If your application raises questions that are readily answered, such as availability after the Bar exam, judicial clerkship plans, etc., the letter can address those; other issues may be better deferred to the interview stage. Consult a CDO attorney-counselor if you’re not sure whether to include something in your cover letter.
Final Paragraph. In your last paragraph, thank them for their consideration, and say you hope to hear from them soon. For out-of-town employers, indicate when you plan to be in their geographic area and state your availability for an interview. Be sure to include your phone number and email in this paragraph unless you use a letterhead style that includes them at the top of the page. If you state that you will call the employer to follow up on your application, be sure you do so.
If you are bringing a cover letter to an on-campus interview (which you should do only if the employer requests you to), the content will be a bit different. You don’t need to introduce yourself, as you will be there in person, and you won’t request an interview at the closing. But you can thank the employer for interviewing you and say that you welcome the opportunity to learn more about the employer and to discuss the possibility of working for them. The important thing is to show why you are interested in this particular employer, and how you think your background makes you a good match for them.
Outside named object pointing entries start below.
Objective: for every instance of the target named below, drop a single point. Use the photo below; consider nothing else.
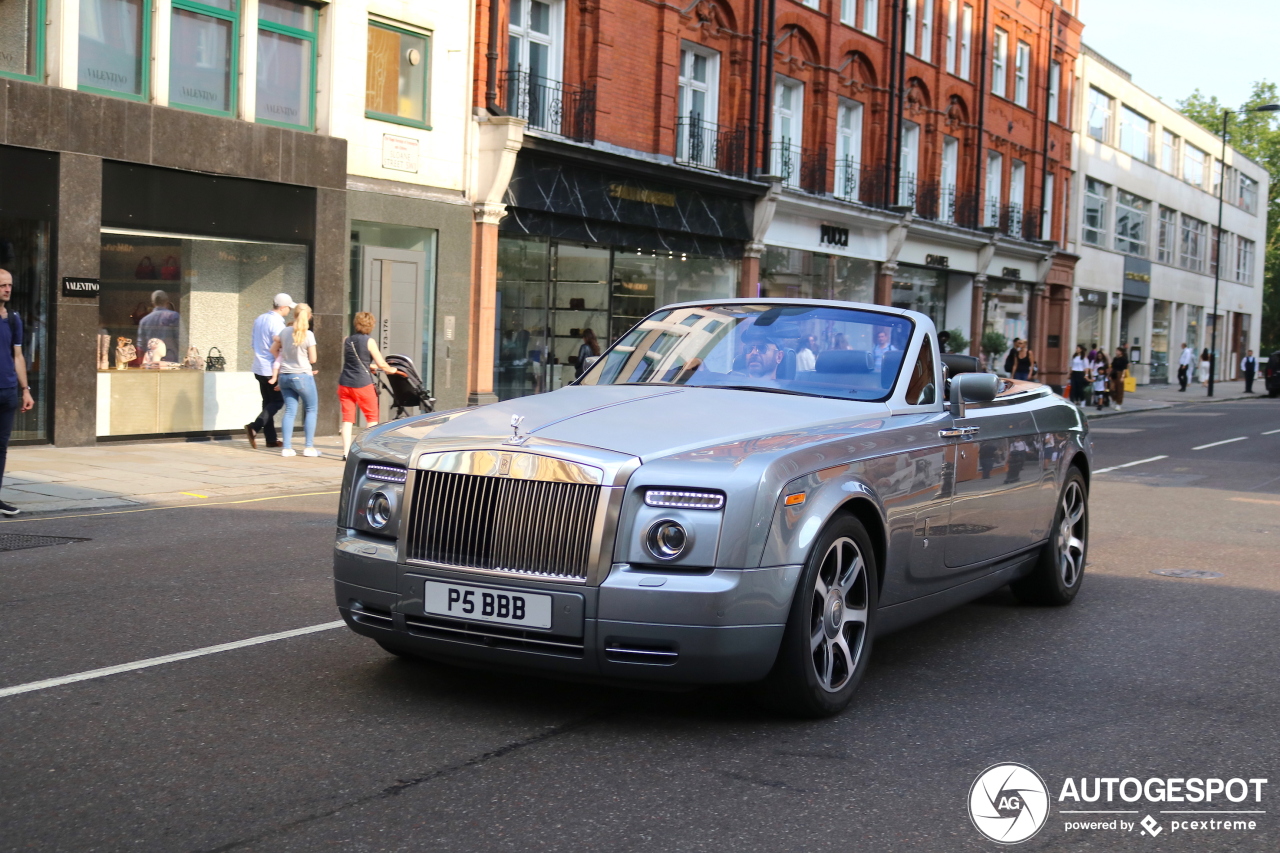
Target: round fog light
(379, 510)
(667, 539)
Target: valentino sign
(81, 287)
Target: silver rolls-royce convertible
(737, 491)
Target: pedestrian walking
(590, 347)
(1024, 363)
(1119, 373)
(296, 347)
(1184, 366)
(14, 391)
(356, 387)
(1249, 368)
(1100, 368)
(265, 328)
(1079, 368)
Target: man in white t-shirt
(265, 328)
(1184, 366)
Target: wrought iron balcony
(709, 145)
(551, 105)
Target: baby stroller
(406, 387)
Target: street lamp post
(1217, 238)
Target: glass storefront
(1161, 318)
(24, 251)
(552, 292)
(791, 273)
(176, 318)
(917, 288)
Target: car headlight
(667, 539)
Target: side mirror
(972, 387)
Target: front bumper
(640, 625)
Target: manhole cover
(19, 541)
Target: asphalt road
(324, 742)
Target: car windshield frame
(757, 346)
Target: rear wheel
(828, 634)
(1057, 573)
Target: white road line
(1225, 441)
(1141, 461)
(167, 658)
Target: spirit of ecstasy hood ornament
(516, 438)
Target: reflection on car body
(702, 506)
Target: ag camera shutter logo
(1009, 803)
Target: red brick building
(913, 153)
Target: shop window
(286, 63)
(202, 58)
(22, 39)
(396, 74)
(169, 308)
(114, 48)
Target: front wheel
(828, 635)
(1057, 573)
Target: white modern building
(1144, 224)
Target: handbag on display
(170, 270)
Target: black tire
(1060, 569)
(826, 646)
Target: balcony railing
(551, 105)
(711, 146)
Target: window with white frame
(787, 129)
(952, 33)
(1166, 235)
(950, 174)
(1248, 195)
(1022, 73)
(1133, 226)
(1000, 63)
(1191, 254)
(927, 31)
(909, 28)
(910, 163)
(1134, 135)
(1194, 164)
(849, 147)
(1244, 250)
(696, 121)
(1097, 197)
(993, 188)
(1169, 153)
(1055, 90)
(1100, 114)
(1047, 209)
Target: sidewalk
(1151, 397)
(62, 479)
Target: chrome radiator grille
(502, 524)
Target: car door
(996, 500)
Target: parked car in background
(695, 509)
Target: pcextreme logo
(1010, 803)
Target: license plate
(487, 605)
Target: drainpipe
(753, 127)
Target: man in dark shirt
(14, 391)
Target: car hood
(648, 420)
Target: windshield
(787, 349)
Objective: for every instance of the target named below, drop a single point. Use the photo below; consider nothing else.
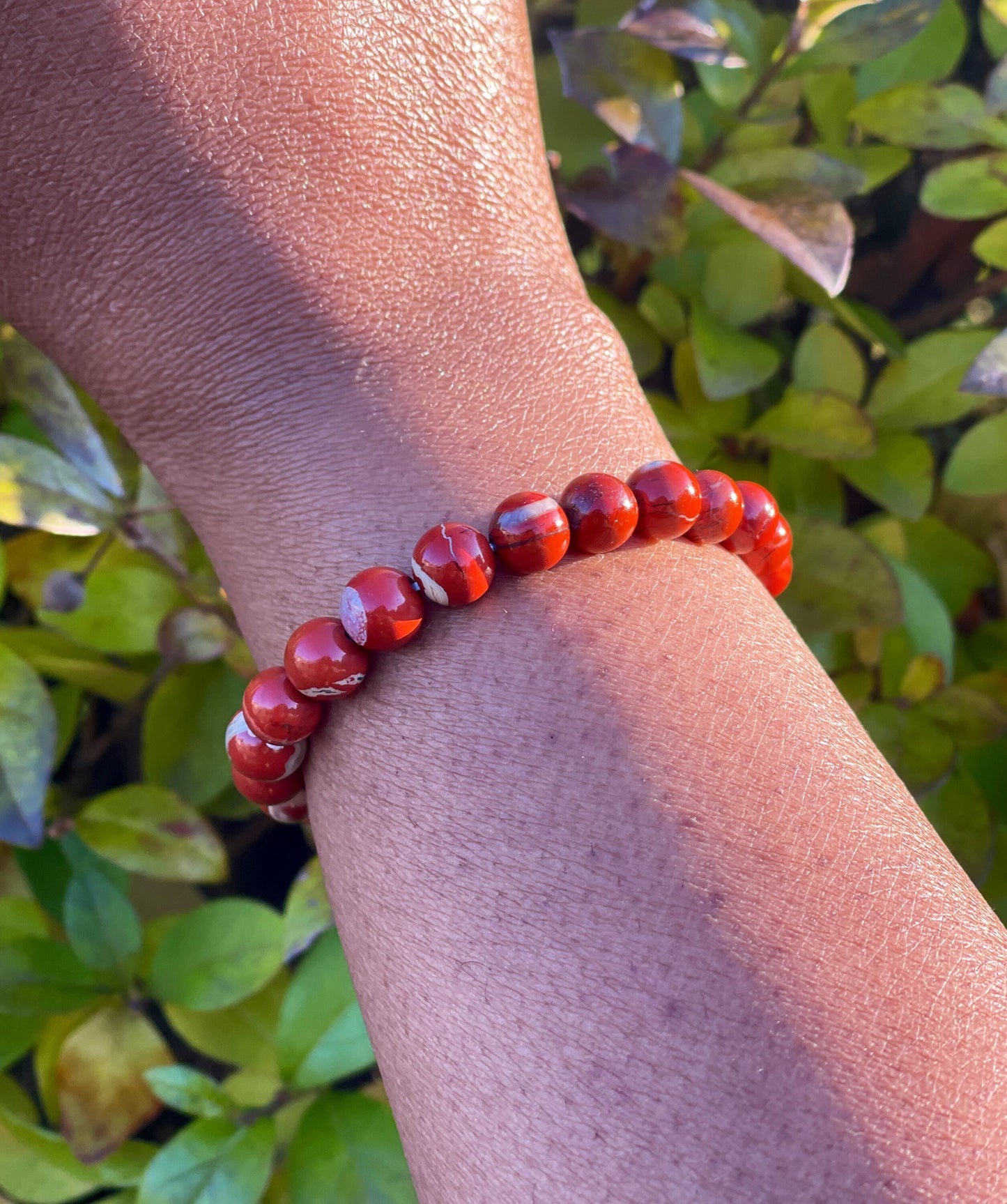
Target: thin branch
(940, 313)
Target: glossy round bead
(454, 564)
(256, 759)
(760, 517)
(276, 712)
(667, 498)
(295, 811)
(721, 508)
(321, 660)
(382, 608)
(602, 512)
(530, 533)
(268, 793)
(778, 578)
(773, 549)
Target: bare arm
(636, 910)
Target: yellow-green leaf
(817, 424)
(148, 830)
(102, 1093)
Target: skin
(636, 909)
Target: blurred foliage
(798, 223)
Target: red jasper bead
(382, 608)
(454, 564)
(321, 660)
(276, 712)
(773, 549)
(778, 577)
(721, 508)
(266, 793)
(760, 517)
(602, 512)
(256, 759)
(530, 533)
(289, 813)
(668, 498)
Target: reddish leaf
(817, 238)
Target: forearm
(633, 906)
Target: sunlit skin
(636, 910)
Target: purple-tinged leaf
(677, 29)
(47, 395)
(816, 238)
(988, 372)
(634, 205)
(631, 86)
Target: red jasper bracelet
(454, 565)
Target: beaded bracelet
(454, 565)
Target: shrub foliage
(174, 1031)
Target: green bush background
(177, 1023)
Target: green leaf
(38, 1167)
(690, 442)
(28, 731)
(22, 917)
(662, 310)
(347, 1149)
(805, 487)
(182, 743)
(877, 164)
(40, 489)
(47, 395)
(828, 360)
(243, 1035)
(899, 476)
(828, 97)
(728, 361)
(212, 1162)
(992, 245)
(194, 634)
(932, 56)
(122, 611)
(102, 1093)
(307, 912)
(17, 1036)
(817, 238)
(725, 417)
(866, 31)
(978, 463)
(100, 922)
(820, 425)
(645, 348)
(970, 717)
(56, 657)
(840, 582)
(962, 816)
(914, 745)
(41, 978)
(629, 84)
(952, 564)
(571, 132)
(189, 1091)
(744, 280)
(218, 954)
(321, 1036)
(927, 619)
(927, 117)
(798, 175)
(923, 388)
(148, 830)
(967, 188)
The mistakes most commonly found in student cover letters are:
- Restating your resume. “ I graduated from the University of Oregon in 2005, with a B.A., cum laude, in Political Science, then worked as a substitute teacher in an urban high school before starting law school in the fall of 2008 .” Don’t waste space with facts that are readily gleaned from your resume! Instead, you could say (briefly) how your work experience led you to pursue a legal career in an area practiced by the employer.
- Focusing on what you stand to gain from the job . “ I am particularly interested in your firm’s excellent training program for summer associates, and in gaining exposure to a variety of different practice areas.” Remember, employers only grant interviews to candidates who offer something of potential use to the employer. Try to say how your skills and enthusiasm will help the employer serve its clients, or otherwise further its aims.
- Being too informal or familiar. “I’m thrilled by the possibility of working with you this summer, and would love to meet with you in person/by phone to chat about what the options might be.” Enthusiasm is good, but it must be presented professionally.
Other cover letter mistakes include: being defensive or apologetic; appearing arrogant or entitled, and being too long and wordy. Unsupported statements of your qualities (“I am highly motivated and a quick study”) do not help your case. Generic reasons for your interest in the employer (e.g., its “excellent reputation”) tend to demonstrate your lack of specific knowledge. Of course typos and inaccuracies, such as misspelled names, or (please!) stating an interest in a practice area that the firm doesn’t have, are automatic application-killers.
Our cover letter template provides suggestions only; please do not feel excessively constrained by its approach. Your letter should, of course, be original work that reflects your unique background and the job you are aiming at.